THU | 2D transformations
- October 3, 2024
- 9:15–12:00
- Room 2420 (Marsio)
Inspiration #
Summary as an AI Podcast #
I am trying out something new this time. I used NotebookLM to generate a podcast based on the course materials on this page, YouTube video from the Coding Train, p5.js reference, and the Wikipedia article on Transformation Matrix.
Let me know if you feel that it is helpful and I can keep on making more of them from the other topics. Or better yet, learn how to use NotebookLM yourself.
2D Transformations #
This week is going to be about finding ways to structure, simplify and compartmentalize your code. We will learn about transformations that allow you to rotate, move and scale things that you draw. Additionally, we will learn the basics of using functions.
Let’s take an example sketch, where we would like to draw a simple face that is centerd on the canvas. We could use some variables to store the x and y coordinates of the center of the screen and use these as a reference point for drawing the shapes. I am calling these variables offsetX
and offsetY
.
I can even make this interctive by connecting the mouseX
and mouseY
coordinates to these offset values.
You will notice that there is a lot of repetition of these variable names offsetX
and offsetY
. As I have said before, whenever you see your code repeating the same things over and over again, there probably is a better way to do it. There is. It’s called
translate().
translate() #
The translate() transformation essentially moves anything you draw after calling it by the amount you define in the parameters. Here is an example based on what we did earlier.

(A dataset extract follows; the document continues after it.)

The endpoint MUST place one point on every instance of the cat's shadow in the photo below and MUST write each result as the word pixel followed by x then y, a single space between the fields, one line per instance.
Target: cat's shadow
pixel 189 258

Note how the code looks much simpler. We call the translate() only once and everything we draw after that inside the draw function uses this location as the reference point.
That is the key to understanding how translate()
works. It doesn’t really move the shapes themselves. It moves the reference point for all the drawing functions away from the 0,0 corner in the top-left of the canvas. So for the circle() 0,0 is now in the middle of the screen (or whateve you define as the coordinates). We can do the same thing with simple interaction.
Let’s look at how this same idea would work with images. You can dowload the image below to follow these examples.
rotate() #
Here is an example with the grid image.
scale() #
We can also control the size of things we draw using the scale() transformation.
Please note! The order of transformation operations matters. You will get very different results depending on the order you translate, rotate and scale.
Transformations stack! #
Please note! All of the transformations that you do in one frame (one loop of the draw() function) keep on adding on top of each other. Sometimes this could be useful, sometimes it creates lots of confusion and problems.
A useful feature of this stacking would be using the transformation in a for loop. We could say that a shape should rotate 10 degrees more each time that the for loop repeats.
If we want to draw anything above these shapes–let’s say some text connected to the mouse coordinates–we end up with the text also offset and rotated.
We could try something where we undo all the translations and rotations after drawing the rectangles by repeating the rotations and translate in the negative direction.
// undo rotations
for(let i = 0; i < num; i++){
rotate(radians(-10));
}
// undo translate
translate(-offsetX,-offsetY);
Don’t do this, we will learn a better way very soon. It’s good to still understand that you can do this.
For this simple example, it’s not such a complicated thing to do. But what if we want to have lots of different shapes, images or text moving, rotating or scaling independently of each other? Keeping track of all this would get really complicated. Surely there must be some way to get around this issue? The solution is to use push() and pop().
push() and pop() #
These two handy functions are used to save and restore the transformation matrix back to a certain state.
- push() tells your program to save whatever the state of the transformation is at that specific point in the code.
- pop() tells your program to restore the state of the transformation matrix to the previously saved state. Meaning the last time you called push().
You could think of them like layers in Photoshop. Each section of your code that is between the push() and pop() commands is sort of like its own layer.
This example does the following:
- Draw the grid in the background without any transformations
- Draw the green rectangle where the mouse is and rotate it constantly clockwise
- Draw the red rectangle in the middle of the screen and rotate it constantly anti-clockwise
- Note that the transformations reset back to the origin when the next frame starts
References and more information #
I have been talking about the transformation matrix. What is that? Are you expected to choose between a red or blue pill? Is reality just a simulation? Maybe, but none of this has to do with the movie.
You can learn more about transformation matrices on Wikipedia.
Does everything on that page look completely alien to you? If so, you can keep on living in the simulation and just ignore all of the technical details. For our purposes this level of understanding that we covered on this page is enough. You do not have to necessarily know all the technical details. That is why we have computers. They can do all the complex technical stuff and we can focus on making something interesting with them.